No cóż kurtki zapięte, kaptury ubrane,,, ruszamy do pierwszego lasu sosnowo-brzozowego.
Chodzimy, chodzimy, chodzimy,,, hmm… coś jest chyba nie tak?
Nie ma ani jednego grzyba, nawet nadrzewnego !
Co jest cholera? W lesie mokro, ostatnie dni ciepłe,,, Kto nam ukradł grzyby?
Po godzinie chodzenia dojrzałem pierwszy okaz,,, był to któryś z twardzioszków…
Normalnie szok!
Przy takim obrocie sprawy Zenit zajął się foceniem roślin (między innymi – jak On to nazwał – roślina o nazwie bagno?… hehe) ,,, a ja „biegałem” jak opętany w poszukiwaniach czegokolwiek…
Po zatoczeniu 5km koła wróciliśmy przemoczeni do auta…
Jedziemy do drugiego lasu,,,
Tym razem moim oczom ukazał się widok cudny,,, Las jodłowy porośnięty soczysto-zielonymi mchami. Tu musi coś być!
Pogoda trochę się ustabilizowała (deszcze przestał lać i zaczęło pokrapywać ) więc ruszamy…
Chodzimy, chodzimy, chodzimy… Hmm…
Pierwszymi grzybami w tym lesie są piestrzenice kasztanowate w stanie zejściowym skutecznie objadane przez ślimaka, któremu jak widać gyromitryna nie przeszkadzała
.Kolejnym znaleziskiem był prześliczny śluzowiec o jaskrawych barwach, którego zobaczyłem pierwszy raz w życiu – to zlepniczek walcowaty.
Dalej Zenit znalazł, uwaga! ,,, jedną sztukę maślanki łagodnej! Niestety, z uwagi na fakt, że zjedliśmy ją na pół, sprawdzając, czy rzeczywiście jest łagodna… i podniecenia z wagi znaleziska, nie zrobiliśmy jej zdjęcia! Haha…
Dalej ruliki nadrzewne, które ponoć obwieszczają pojaw grzybów…
No dobrze a gdzie nasze borowiki? NIE MA!
Kolejne 5 km koło i wracamy do auta… Jedziemy do lasu z borowikami sosnowymi…
Niestety, nie było nam to dane. Rozpętała się prawdziwa deszczowa nawałnica, a widoczność była ograniczona do kilkunastu metrów. Szyba decyzja, zawracamy! Wracamy do domu!
W drodze powrotnej, przy miejscowych zanikach deszczu jeszcze dwa razy zatrzymywaliśmy się w okolicznych lasach.
Za pierwszym razem znaleźliśmy… obwarzanki
Natomiast w lesie drugim,,, chyba pierwsze ciekawe znalezisko w tym dniu. W pierwszym momencie stwierdziliśmy- (tzn. Zenit stwierdził a ja pokiwałem głową ), że podobny do trzęsaka listkowatego, super-pasożyta, „żerującego” na wrośniaku na drzew liściastych. Ale ani pień nie był „liściasty” – sosna, ani wrośniaka ani śladu.

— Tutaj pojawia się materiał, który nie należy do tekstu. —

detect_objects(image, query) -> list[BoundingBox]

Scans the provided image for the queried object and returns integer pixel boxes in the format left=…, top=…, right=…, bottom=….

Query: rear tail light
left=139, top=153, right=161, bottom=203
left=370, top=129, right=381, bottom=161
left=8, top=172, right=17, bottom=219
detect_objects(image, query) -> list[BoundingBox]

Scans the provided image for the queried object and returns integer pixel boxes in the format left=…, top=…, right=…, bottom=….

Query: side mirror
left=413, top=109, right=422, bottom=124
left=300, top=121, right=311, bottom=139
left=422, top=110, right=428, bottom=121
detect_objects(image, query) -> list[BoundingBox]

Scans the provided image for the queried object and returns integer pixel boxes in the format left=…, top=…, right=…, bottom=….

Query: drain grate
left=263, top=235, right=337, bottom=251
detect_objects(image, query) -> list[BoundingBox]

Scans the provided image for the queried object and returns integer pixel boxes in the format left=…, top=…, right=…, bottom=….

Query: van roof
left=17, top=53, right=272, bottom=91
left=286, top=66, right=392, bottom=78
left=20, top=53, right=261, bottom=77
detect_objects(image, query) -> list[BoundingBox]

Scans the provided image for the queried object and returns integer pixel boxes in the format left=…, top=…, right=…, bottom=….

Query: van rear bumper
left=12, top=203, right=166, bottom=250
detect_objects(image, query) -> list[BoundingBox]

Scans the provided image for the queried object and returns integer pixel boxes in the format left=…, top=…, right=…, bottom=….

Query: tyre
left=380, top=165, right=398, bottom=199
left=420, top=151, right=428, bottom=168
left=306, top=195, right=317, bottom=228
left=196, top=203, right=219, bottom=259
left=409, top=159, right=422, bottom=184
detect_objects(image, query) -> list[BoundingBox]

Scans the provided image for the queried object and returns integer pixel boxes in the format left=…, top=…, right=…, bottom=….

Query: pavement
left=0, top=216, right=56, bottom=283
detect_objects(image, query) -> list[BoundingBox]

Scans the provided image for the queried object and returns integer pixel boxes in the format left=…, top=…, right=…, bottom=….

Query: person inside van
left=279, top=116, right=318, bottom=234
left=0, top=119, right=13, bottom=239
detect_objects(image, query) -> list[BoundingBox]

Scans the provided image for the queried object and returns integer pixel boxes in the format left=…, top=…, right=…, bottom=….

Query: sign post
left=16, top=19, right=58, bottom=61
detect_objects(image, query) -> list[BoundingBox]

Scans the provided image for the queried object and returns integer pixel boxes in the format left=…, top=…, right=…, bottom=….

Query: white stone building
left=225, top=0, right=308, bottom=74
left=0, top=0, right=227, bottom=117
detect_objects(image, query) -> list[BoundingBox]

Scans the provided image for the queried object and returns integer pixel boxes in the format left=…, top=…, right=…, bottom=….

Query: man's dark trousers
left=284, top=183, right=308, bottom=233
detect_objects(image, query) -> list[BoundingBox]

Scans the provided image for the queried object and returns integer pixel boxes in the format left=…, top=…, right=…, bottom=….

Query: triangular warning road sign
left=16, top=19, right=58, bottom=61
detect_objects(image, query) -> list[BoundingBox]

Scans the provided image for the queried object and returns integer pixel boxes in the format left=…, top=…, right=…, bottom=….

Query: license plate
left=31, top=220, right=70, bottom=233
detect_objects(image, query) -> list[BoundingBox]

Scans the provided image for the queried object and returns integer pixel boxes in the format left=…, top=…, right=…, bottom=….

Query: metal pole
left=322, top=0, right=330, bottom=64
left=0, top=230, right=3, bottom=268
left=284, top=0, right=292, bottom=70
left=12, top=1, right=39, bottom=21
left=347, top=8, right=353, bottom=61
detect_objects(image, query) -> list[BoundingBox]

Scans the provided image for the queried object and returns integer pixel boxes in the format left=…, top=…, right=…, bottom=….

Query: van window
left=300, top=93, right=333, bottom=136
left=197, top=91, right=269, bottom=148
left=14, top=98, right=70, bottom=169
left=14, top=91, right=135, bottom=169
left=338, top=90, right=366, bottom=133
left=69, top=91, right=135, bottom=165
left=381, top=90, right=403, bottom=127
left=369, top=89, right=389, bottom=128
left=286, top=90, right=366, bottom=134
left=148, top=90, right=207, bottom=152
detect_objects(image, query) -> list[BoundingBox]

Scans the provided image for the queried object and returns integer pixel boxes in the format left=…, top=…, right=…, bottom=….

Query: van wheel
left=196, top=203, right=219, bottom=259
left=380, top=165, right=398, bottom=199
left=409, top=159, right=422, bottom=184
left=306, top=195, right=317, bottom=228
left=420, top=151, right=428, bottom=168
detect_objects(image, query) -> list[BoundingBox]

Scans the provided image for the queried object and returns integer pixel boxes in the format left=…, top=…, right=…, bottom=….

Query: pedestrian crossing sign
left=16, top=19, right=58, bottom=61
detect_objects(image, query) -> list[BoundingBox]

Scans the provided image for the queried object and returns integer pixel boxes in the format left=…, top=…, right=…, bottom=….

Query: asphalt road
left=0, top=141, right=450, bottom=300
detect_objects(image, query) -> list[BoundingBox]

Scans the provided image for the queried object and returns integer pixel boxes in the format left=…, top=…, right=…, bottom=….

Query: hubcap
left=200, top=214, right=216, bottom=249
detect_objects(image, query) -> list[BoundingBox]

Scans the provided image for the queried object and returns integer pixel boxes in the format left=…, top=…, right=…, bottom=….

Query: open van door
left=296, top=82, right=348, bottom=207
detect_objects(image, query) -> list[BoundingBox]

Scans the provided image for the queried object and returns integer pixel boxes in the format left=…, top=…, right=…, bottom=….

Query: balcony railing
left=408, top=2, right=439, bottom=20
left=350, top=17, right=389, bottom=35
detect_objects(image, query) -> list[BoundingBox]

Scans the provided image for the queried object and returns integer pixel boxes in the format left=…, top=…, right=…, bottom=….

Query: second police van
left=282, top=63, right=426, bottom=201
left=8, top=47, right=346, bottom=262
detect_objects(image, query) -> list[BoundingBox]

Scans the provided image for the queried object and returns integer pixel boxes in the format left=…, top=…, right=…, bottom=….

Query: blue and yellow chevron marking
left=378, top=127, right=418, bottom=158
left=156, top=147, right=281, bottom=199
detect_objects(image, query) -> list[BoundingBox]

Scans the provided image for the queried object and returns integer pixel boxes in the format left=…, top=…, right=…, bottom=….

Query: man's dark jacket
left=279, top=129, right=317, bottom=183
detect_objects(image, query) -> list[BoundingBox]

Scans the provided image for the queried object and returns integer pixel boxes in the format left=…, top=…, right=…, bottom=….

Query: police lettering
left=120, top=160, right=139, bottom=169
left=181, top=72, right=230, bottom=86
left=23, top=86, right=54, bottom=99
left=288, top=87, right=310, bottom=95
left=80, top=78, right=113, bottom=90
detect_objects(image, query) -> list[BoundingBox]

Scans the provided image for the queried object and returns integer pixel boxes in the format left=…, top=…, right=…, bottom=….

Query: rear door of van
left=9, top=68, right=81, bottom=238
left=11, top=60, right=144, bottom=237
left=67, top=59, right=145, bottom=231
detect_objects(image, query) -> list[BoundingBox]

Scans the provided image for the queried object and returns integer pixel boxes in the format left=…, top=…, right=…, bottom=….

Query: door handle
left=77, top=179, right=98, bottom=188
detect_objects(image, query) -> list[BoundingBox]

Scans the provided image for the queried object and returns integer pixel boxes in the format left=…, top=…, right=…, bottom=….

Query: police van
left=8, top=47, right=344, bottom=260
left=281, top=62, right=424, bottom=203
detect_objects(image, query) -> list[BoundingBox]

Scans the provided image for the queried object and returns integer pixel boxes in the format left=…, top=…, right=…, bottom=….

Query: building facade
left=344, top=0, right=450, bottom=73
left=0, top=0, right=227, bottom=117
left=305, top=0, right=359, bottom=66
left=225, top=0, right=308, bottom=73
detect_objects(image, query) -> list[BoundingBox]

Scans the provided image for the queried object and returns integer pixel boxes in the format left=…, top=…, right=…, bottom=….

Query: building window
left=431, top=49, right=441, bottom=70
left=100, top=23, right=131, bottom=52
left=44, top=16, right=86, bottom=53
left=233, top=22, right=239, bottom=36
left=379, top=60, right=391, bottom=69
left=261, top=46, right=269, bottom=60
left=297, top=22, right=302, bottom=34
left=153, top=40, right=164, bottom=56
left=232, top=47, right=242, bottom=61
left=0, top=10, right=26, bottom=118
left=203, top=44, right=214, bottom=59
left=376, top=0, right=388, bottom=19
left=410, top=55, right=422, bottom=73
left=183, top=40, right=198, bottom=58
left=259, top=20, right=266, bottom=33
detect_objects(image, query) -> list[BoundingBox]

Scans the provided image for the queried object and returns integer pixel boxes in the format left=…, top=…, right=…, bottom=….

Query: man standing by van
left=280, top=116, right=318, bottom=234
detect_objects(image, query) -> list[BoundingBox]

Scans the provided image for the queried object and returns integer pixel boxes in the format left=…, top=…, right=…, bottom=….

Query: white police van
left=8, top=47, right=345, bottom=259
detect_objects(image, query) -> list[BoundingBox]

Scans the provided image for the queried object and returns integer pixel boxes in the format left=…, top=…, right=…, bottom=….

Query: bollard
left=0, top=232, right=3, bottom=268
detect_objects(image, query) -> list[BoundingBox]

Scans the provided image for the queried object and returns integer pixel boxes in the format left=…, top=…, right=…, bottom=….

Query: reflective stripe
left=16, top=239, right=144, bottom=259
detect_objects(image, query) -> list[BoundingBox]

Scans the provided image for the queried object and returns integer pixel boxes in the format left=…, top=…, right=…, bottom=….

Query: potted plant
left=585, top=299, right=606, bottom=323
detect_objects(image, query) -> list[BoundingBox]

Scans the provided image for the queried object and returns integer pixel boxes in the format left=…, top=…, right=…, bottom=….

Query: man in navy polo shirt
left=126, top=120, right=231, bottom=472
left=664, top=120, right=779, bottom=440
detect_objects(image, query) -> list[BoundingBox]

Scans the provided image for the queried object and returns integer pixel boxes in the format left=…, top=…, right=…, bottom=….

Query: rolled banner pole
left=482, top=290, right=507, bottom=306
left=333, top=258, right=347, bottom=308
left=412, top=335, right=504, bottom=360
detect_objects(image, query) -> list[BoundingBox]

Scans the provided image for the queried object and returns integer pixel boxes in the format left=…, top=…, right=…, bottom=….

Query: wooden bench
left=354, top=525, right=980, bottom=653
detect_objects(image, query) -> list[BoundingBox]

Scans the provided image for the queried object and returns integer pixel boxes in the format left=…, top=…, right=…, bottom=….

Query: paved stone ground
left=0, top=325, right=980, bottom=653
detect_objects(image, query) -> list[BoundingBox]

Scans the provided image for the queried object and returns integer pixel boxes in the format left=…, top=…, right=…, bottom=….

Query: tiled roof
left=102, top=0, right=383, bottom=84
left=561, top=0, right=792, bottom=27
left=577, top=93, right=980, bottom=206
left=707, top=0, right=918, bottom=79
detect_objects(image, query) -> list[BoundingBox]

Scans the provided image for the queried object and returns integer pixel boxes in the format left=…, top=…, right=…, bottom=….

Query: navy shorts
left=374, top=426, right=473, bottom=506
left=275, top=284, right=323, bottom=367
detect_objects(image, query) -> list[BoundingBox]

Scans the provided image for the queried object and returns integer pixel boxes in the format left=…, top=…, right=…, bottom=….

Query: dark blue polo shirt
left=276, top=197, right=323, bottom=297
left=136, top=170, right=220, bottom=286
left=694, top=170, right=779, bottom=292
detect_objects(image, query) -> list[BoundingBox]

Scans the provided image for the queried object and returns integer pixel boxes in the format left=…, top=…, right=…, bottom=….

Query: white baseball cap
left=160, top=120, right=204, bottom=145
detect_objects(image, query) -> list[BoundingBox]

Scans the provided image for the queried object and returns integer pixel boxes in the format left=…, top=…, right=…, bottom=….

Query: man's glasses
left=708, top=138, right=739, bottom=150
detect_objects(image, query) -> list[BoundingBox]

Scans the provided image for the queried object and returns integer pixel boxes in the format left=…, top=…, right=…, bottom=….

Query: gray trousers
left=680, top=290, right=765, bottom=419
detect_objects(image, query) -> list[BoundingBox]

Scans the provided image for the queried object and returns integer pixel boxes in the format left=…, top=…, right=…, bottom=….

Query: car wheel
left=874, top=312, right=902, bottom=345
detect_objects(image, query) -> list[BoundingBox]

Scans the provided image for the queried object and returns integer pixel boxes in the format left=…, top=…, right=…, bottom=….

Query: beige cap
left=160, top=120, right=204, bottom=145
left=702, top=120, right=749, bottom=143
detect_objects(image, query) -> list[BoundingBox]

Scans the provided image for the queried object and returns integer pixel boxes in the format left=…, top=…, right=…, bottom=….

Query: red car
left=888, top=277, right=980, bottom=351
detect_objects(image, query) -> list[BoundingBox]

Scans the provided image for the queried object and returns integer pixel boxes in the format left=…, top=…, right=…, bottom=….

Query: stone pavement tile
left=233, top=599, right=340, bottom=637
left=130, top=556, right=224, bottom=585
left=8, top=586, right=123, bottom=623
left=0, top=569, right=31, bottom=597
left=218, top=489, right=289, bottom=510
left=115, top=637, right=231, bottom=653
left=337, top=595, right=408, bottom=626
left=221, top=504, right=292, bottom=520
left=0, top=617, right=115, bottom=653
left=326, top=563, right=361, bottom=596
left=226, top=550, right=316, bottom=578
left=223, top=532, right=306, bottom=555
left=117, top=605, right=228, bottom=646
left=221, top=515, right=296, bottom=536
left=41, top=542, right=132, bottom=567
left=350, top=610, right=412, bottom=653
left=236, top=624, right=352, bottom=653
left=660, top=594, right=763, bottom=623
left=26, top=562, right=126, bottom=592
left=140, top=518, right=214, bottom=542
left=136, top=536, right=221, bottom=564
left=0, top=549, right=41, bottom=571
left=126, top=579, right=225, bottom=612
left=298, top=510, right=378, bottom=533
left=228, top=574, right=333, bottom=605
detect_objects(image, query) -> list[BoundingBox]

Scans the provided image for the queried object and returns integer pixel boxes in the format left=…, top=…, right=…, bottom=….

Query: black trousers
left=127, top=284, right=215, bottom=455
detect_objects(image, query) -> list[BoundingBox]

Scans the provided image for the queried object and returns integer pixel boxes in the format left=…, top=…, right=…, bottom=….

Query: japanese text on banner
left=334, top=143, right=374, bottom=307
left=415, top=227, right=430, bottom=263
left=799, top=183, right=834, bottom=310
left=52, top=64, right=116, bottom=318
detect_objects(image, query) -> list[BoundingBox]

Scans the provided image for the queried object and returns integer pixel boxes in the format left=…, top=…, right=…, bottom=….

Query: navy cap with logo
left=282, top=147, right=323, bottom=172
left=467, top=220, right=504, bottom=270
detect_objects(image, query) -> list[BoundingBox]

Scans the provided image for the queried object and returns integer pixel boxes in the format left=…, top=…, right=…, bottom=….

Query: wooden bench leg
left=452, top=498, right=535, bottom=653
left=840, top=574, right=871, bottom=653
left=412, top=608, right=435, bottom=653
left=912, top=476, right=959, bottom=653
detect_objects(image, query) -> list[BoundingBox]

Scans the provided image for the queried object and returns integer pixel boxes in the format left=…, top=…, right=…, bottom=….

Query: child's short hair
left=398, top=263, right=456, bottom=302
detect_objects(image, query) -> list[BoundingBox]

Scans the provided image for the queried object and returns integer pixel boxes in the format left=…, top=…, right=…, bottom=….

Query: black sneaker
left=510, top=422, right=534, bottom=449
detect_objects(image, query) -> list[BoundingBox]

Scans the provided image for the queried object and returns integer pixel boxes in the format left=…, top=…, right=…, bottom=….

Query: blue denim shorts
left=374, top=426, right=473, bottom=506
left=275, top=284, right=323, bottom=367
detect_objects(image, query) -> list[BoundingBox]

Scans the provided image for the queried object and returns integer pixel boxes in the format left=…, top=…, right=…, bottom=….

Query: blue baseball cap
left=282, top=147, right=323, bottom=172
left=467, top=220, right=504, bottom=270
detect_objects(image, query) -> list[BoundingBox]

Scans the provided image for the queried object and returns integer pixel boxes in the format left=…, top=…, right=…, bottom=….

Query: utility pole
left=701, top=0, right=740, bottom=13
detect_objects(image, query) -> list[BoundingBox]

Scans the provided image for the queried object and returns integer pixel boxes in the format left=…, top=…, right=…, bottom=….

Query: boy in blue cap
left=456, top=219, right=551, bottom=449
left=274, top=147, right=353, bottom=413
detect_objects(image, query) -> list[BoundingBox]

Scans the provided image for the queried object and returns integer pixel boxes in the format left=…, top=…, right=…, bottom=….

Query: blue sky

Jaki to był grzyb? Zenit powiedział że rozpozna go na spokojnie w domu. Co to za grzyb?
Hehe,,, Ciekawi dowiedzą się jutro z dzisiejszej zagadki danej przez Zenita na FB.
Zmęczeni i troszkę niepocieszenie wróciliśmy do domu.
„Na otarcie łez” dostałem od Zenita cudne, zeszłoroczne mrożone prawdziwki, za które ślicznie
dziękuję!
No cóż,,, jak to mawiał klasyk: „raz na wozie, raz pod wozem”. Tym razem się nie udało, ale przecież to dopiero końcówka maja!